While CSIs began photographing the crime scene, Juanita climbed back up to the road. O’Rourke was still sitting in his truck when she walked up to it and knocked on the driver’s window.
“Can I go home now?” he demanded, rolling the window down, without actually looking her in the eye. Most of the time, that kind of evasion would have been suspect, but in this instance Juanita understood the man was beyond humiliated.
“Not quite yet. I’m Detective Ochoa,” she explained. “Can you tell me what happened?”
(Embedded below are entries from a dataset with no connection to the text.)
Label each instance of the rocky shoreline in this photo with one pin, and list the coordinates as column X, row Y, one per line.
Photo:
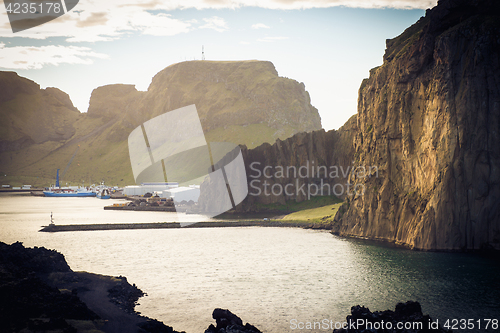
column 39, row 293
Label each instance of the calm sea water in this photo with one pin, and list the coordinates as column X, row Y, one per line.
column 267, row 276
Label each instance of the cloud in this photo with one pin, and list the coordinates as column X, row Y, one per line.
column 271, row 39
column 216, row 23
column 259, row 26
column 29, row 57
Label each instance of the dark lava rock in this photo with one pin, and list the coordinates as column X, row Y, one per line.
column 26, row 301
column 408, row 315
column 227, row 322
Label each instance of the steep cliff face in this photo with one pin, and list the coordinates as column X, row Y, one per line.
column 429, row 119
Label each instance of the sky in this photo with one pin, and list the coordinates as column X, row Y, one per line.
column 330, row 45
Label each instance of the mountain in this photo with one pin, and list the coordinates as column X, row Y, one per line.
column 424, row 144
column 243, row 102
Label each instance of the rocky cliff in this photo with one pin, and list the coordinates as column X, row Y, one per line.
column 421, row 156
column 429, row 119
column 31, row 115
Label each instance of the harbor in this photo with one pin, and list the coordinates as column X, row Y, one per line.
column 176, row 225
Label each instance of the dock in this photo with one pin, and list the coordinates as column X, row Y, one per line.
column 174, row 225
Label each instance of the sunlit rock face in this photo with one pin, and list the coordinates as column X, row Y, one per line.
column 429, row 119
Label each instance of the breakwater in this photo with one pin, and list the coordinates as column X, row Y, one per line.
column 170, row 225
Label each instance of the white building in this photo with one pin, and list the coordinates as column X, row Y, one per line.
column 183, row 193
column 148, row 188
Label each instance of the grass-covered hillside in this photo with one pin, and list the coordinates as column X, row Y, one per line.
column 243, row 102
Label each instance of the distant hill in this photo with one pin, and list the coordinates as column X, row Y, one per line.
column 244, row 102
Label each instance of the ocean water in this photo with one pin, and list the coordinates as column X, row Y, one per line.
column 270, row 277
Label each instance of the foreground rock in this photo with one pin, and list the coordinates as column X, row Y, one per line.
column 227, row 322
column 39, row 292
column 408, row 315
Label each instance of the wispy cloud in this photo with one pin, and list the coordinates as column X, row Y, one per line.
column 216, row 23
column 259, row 26
column 29, row 57
column 96, row 20
column 271, row 39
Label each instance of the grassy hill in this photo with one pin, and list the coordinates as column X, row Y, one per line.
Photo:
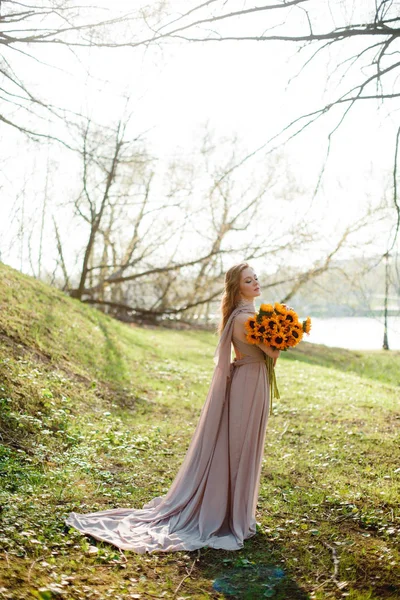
column 96, row 414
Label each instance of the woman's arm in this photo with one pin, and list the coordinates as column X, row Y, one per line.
column 240, row 332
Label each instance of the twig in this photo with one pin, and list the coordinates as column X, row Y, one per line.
column 284, row 429
column 7, row 559
column 189, row 574
column 334, row 577
column 31, row 567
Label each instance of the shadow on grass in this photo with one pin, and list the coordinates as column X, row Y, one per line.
column 115, row 365
column 263, row 576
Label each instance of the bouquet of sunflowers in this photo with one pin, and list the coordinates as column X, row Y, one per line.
column 277, row 326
“I left work a little before six—a couple of minutes early, I guess. I was having stomach cramps, but I figured I’d be able to make it home in time. I was wrong about that. I stopped here because I thought I’d be out of sight down inside the culvert, and that’s where I found them.”
“Do you know either one of the two individuals?”
“Never seen ’em before.”
“Did you see anything unusual today—any unfamiliar vehicles or people who looked out of place?”
O’Rourke shook his head. “Nothin’,” he said.
“You gave your contact information to the deputies?” she asked.
He nodded.
“You can go then, sir,” she said. “I hope you feel better.”
“Boy, you and me both!”
Back in the wash a pair of deputies was loading the corpses into body bags. No shell casings were found, but they located a slug in the blood-stained sand at the far end of the drag marks. Studying the projectile, Juanita thought it looked like a .22 LR, but that was just a hunch on her part. The ballistics folks would have to sort that out for sure.
The last part of processing the scene called for gathering up whatever litter there was to be found in the area, most of which would end up having nothing to do with the murders. When the trash had been properly bagged, Juanita excused herself and headed for Indio, an hour and a half away.